To meet the demand, the distillery and production have been increased. This year, Laird’s introduced a new “Jersey Lightning” brand of un-aged, clear straight apple brandy, resurrecting the name from Colonial days. “We are looking to add more new formulas and products,” she said.
Laird & Company, which cannot sell direct due to existing New Jersey laws, established an import division 20 years ago focused on wines, spirits and liqueurs, olive oils, and vinegars from around the world. Laird’s labels include Senator’s Club and Banker’s Club bourbon, scotch,
vodka, whiskey, gin, rums, and brandy. The company remains America’s sole remaining Applejack producer. Today, in addition to Lisa and Larrie, Lisa’s cousin John Evans Laird III serves as another executive vice president, while her mother Rose Marie is secretary on the board of trustees. Her two children— son Gerard James IV, a college sophomore, and daughter Laird Emilie, in high school—are on board to continue the family tradition.

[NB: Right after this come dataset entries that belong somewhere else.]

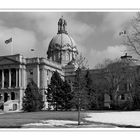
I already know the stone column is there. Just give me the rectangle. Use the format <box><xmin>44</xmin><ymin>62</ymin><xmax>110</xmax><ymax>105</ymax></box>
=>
<box><xmin>16</xmin><ymin>69</ymin><xmax>19</xmax><ymax>88</ymax></box>
<box><xmin>36</xmin><ymin>64</ymin><xmax>40</xmax><ymax>88</ymax></box>
<box><xmin>18</xmin><ymin>68</ymin><xmax>22</xmax><ymax>87</ymax></box>
<box><xmin>2</xmin><ymin>70</ymin><xmax>4</xmax><ymax>88</ymax></box>
<box><xmin>9</xmin><ymin>69</ymin><xmax>11</xmax><ymax>88</ymax></box>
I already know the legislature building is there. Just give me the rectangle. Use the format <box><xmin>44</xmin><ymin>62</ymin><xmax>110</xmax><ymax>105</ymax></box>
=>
<box><xmin>0</xmin><ymin>17</ymin><xmax>78</xmax><ymax>111</ymax></box>
<box><xmin>0</xmin><ymin>17</ymin><xmax>140</xmax><ymax>111</ymax></box>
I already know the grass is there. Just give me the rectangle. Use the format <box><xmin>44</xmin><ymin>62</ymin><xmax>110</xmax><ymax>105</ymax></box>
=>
<box><xmin>0</xmin><ymin>111</ymin><xmax>84</xmax><ymax>128</ymax></box>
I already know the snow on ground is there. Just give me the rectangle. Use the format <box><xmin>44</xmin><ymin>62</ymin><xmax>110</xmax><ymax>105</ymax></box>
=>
<box><xmin>85</xmin><ymin>111</ymin><xmax>140</xmax><ymax>126</ymax></box>
<box><xmin>23</xmin><ymin>120</ymin><xmax>77</xmax><ymax>127</ymax></box>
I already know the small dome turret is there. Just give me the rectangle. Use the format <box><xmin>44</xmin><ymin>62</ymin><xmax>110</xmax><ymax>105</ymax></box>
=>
<box><xmin>47</xmin><ymin>17</ymin><xmax>78</xmax><ymax>65</ymax></box>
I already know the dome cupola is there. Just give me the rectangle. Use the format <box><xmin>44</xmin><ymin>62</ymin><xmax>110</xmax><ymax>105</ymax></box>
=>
<box><xmin>47</xmin><ymin>17</ymin><xmax>78</xmax><ymax>66</ymax></box>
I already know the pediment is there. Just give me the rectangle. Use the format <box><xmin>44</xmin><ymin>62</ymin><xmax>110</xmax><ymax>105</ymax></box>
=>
<box><xmin>0</xmin><ymin>57</ymin><xmax>19</xmax><ymax>65</ymax></box>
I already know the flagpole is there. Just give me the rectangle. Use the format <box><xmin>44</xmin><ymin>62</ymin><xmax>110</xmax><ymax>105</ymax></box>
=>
<box><xmin>10</xmin><ymin>42</ymin><xmax>13</xmax><ymax>55</ymax></box>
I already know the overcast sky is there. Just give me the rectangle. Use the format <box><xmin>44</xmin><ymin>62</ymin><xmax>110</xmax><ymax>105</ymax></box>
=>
<box><xmin>0</xmin><ymin>12</ymin><xmax>136</xmax><ymax>68</ymax></box>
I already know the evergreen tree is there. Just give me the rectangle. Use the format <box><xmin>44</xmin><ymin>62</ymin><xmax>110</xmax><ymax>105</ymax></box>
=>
<box><xmin>62</xmin><ymin>81</ymin><xmax>73</xmax><ymax>110</ymax></box>
<box><xmin>72</xmin><ymin>68</ymin><xmax>88</xmax><ymax>110</ymax></box>
<box><xmin>133</xmin><ymin>76</ymin><xmax>140</xmax><ymax>109</ymax></box>
<box><xmin>85</xmin><ymin>70</ymin><xmax>97</xmax><ymax>110</ymax></box>
<box><xmin>23</xmin><ymin>81</ymin><xmax>44</xmax><ymax>112</ymax></box>
<box><xmin>47</xmin><ymin>71</ymin><xmax>64</xmax><ymax>111</ymax></box>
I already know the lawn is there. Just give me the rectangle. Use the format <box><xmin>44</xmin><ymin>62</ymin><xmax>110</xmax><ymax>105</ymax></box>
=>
<box><xmin>0</xmin><ymin>111</ymin><xmax>84</xmax><ymax>128</ymax></box>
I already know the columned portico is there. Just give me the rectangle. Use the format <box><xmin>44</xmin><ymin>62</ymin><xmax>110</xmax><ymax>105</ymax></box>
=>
<box><xmin>0</xmin><ymin>68</ymin><xmax>22</xmax><ymax>89</ymax></box>
<box><xmin>2</xmin><ymin>70</ymin><xmax>4</xmax><ymax>88</ymax></box>
<box><xmin>9</xmin><ymin>69</ymin><xmax>11</xmax><ymax>88</ymax></box>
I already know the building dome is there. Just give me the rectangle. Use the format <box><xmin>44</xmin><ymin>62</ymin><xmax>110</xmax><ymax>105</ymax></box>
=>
<box><xmin>49</xmin><ymin>33</ymin><xmax>76</xmax><ymax>51</ymax></box>
<box><xmin>47</xmin><ymin>18</ymin><xmax>78</xmax><ymax>65</ymax></box>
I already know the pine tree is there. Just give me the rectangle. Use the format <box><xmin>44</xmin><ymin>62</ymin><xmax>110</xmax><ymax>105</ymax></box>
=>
<box><xmin>62</xmin><ymin>81</ymin><xmax>73</xmax><ymax>110</ymax></box>
<box><xmin>23</xmin><ymin>81</ymin><xmax>44</xmax><ymax>112</ymax></box>
<box><xmin>133</xmin><ymin>76</ymin><xmax>140</xmax><ymax>109</ymax></box>
<box><xmin>85</xmin><ymin>70</ymin><xmax>97</xmax><ymax>110</ymax></box>
<box><xmin>47</xmin><ymin>71</ymin><xmax>63</xmax><ymax>111</ymax></box>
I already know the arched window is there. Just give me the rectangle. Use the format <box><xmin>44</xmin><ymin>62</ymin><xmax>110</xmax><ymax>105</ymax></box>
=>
<box><xmin>4</xmin><ymin>92</ymin><xmax>9</xmax><ymax>102</ymax></box>
<box><xmin>11</xmin><ymin>92</ymin><xmax>16</xmax><ymax>100</ymax></box>
<box><xmin>0</xmin><ymin>94</ymin><xmax>2</xmax><ymax>101</ymax></box>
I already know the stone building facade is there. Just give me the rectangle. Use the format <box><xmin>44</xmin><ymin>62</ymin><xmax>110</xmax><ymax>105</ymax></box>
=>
<box><xmin>0</xmin><ymin>17</ymin><xmax>78</xmax><ymax>111</ymax></box>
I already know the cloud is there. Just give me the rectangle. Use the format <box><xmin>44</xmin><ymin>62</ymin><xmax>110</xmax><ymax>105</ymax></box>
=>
<box><xmin>87</xmin><ymin>45</ymin><xmax>127</xmax><ymax>68</ymax></box>
<box><xmin>0</xmin><ymin>26</ymin><xmax>36</xmax><ymax>57</ymax></box>
<box><xmin>102</xmin><ymin>12</ymin><xmax>136</xmax><ymax>32</ymax></box>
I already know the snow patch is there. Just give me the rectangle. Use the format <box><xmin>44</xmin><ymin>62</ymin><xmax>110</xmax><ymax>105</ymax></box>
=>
<box><xmin>85</xmin><ymin>111</ymin><xmax>140</xmax><ymax>126</ymax></box>
<box><xmin>23</xmin><ymin>120</ymin><xmax>77</xmax><ymax>127</ymax></box>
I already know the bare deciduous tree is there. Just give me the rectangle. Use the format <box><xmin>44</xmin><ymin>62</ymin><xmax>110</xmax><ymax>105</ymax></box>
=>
<box><xmin>120</xmin><ymin>13</ymin><xmax>140</xmax><ymax>56</ymax></box>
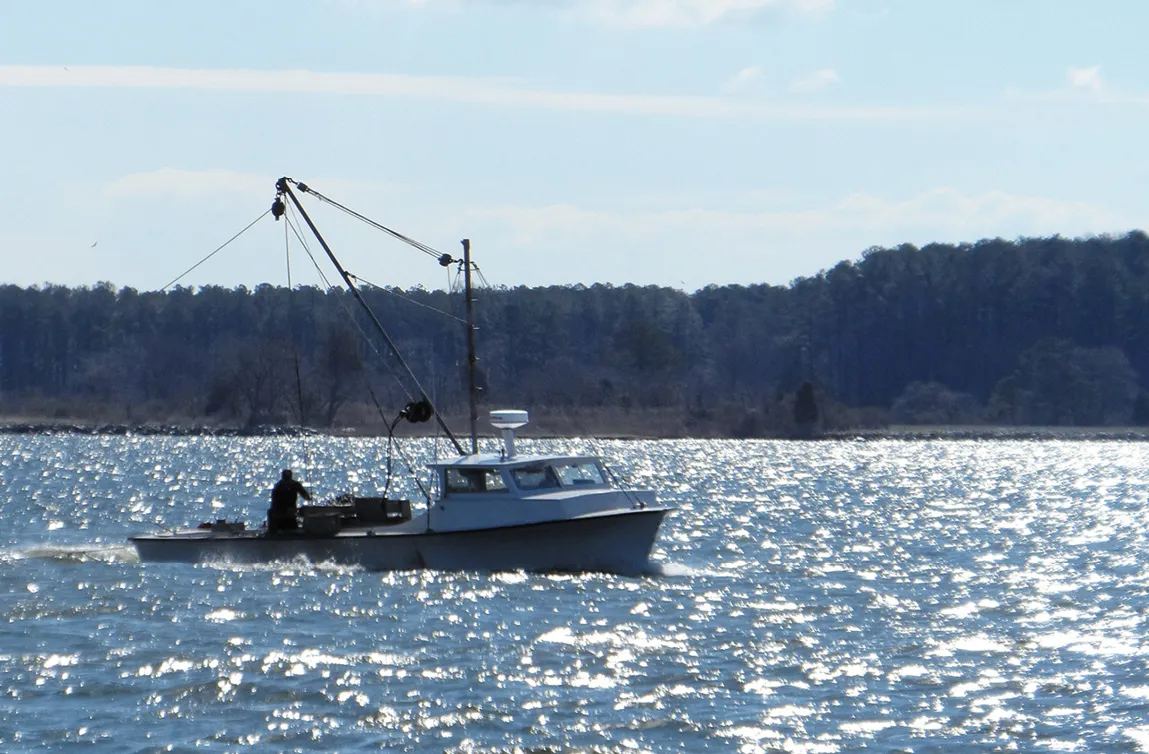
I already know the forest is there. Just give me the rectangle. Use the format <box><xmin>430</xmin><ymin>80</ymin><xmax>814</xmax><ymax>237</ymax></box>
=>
<box><xmin>0</xmin><ymin>231</ymin><xmax>1149</xmax><ymax>437</ymax></box>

The Lairds also share family legacies through their cookbook, AppleJack: The Spirit of Americana (Laird, 1992). Among the recipes, many ideal for festive holiday celebrations with a twist, are Martha Washington’s Applejack Walnut Cake with Orange Applejack Glaze. A holiday poultry recipe features Applejack stuffing with apple jelly glaze. Other mouthwatering
options with a Jersey kick include glazed baked ham, Applejack trifle, and the temptingly named New England Berry Grunt with Apple Brandy Sauce.
“As the ninth generation, I feel it’s imperative, and my family duty, to continue the business,” Lisa said. “My ancestors had no inkling 300 years ago that the company would still be in business today.”